Он на мгновение разучился дышать и не вдохнул, пока не понял: они на остановке. Он задремал на краю скамейки. Нет никакого пистолета, а только притормозившая у обочины синяя нива и Амелина, тянущая его к машине…
- Нет! Мы на ней не поедем! – крикнул Иван, вскочив на ноги и сграбастав Оксану в охапку. – Нет! Мы пойдём пешком, я на руках тебя понесу, но в эту машину мы не сядем!!!
- Ты чего, Тихонов?..
- Нет!
- Как хочешь. Я околела стоять на этой обочине. Оставайся тут. Жди автобуса, – убийственным тоном произнесла Оксана и направилась к ниве.

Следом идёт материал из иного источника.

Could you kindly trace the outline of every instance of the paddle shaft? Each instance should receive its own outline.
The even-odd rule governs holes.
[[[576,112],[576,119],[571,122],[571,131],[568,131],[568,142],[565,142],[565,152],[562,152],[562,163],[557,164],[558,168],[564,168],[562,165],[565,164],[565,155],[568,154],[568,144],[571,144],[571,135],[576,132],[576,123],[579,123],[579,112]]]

Иван вскочил на ноги так быстро, словно ко-то вздёрнул его за шиворот.
- Стой! Стой!!
Он уволок её обратно чуть ли не силой; люди (уже целая толпа) пялились на них, притопывая на снегу, постукивая ногой об ногу. Нива, фыркнув, двинулась в сторону городе. Казалось, вокруг стало ещё холодней и прозрачней.

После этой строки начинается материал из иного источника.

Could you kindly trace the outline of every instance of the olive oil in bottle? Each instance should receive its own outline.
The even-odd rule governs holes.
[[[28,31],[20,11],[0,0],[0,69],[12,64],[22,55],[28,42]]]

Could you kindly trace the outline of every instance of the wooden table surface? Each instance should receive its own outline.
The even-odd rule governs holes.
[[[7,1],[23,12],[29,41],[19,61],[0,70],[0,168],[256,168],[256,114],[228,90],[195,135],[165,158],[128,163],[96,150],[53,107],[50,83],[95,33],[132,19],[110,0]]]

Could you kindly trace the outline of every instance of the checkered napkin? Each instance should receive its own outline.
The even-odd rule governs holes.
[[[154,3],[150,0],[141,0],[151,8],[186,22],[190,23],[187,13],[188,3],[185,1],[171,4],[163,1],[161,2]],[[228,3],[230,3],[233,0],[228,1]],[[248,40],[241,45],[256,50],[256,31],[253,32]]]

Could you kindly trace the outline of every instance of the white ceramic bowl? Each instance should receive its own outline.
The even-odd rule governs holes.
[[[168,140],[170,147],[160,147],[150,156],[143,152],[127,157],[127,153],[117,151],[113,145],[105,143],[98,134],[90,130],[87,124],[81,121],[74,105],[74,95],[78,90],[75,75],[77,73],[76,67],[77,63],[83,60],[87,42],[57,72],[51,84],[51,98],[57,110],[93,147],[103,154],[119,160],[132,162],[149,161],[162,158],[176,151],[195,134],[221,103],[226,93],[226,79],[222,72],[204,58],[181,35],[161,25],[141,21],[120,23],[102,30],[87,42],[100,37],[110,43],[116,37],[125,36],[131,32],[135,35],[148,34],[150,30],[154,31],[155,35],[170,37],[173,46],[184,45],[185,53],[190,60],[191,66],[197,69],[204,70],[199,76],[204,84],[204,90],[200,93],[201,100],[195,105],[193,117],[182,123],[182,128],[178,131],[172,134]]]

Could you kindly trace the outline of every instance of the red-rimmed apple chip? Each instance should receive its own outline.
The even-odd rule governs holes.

- Ну когда-нибудь же придёт этот дурацкий автобус,- примирительно прошептал Иван. Ответная колкость ещё не сорвалась с языка Оксаны, как нива, не доехав до поворота, вспыхнула и сгорела прямо на ходу.
- Ваше имя. Фамилия. Звание.
- Уверена, этот разговор можно вести в моём кабинете.
- Фамилия. Имя. Звание.
- Я не буду беседовать с вами в допросной.
- Ваше право.
Ей пододвинули лист бумаги, ручку.
- Подписывайте.
- Отказ сотрудничать со следствием?
- Именно.
- Нет.
- Ваше имя. Фамилия. Звание.
- Рогозина Галина Николаевна, полковник полиции.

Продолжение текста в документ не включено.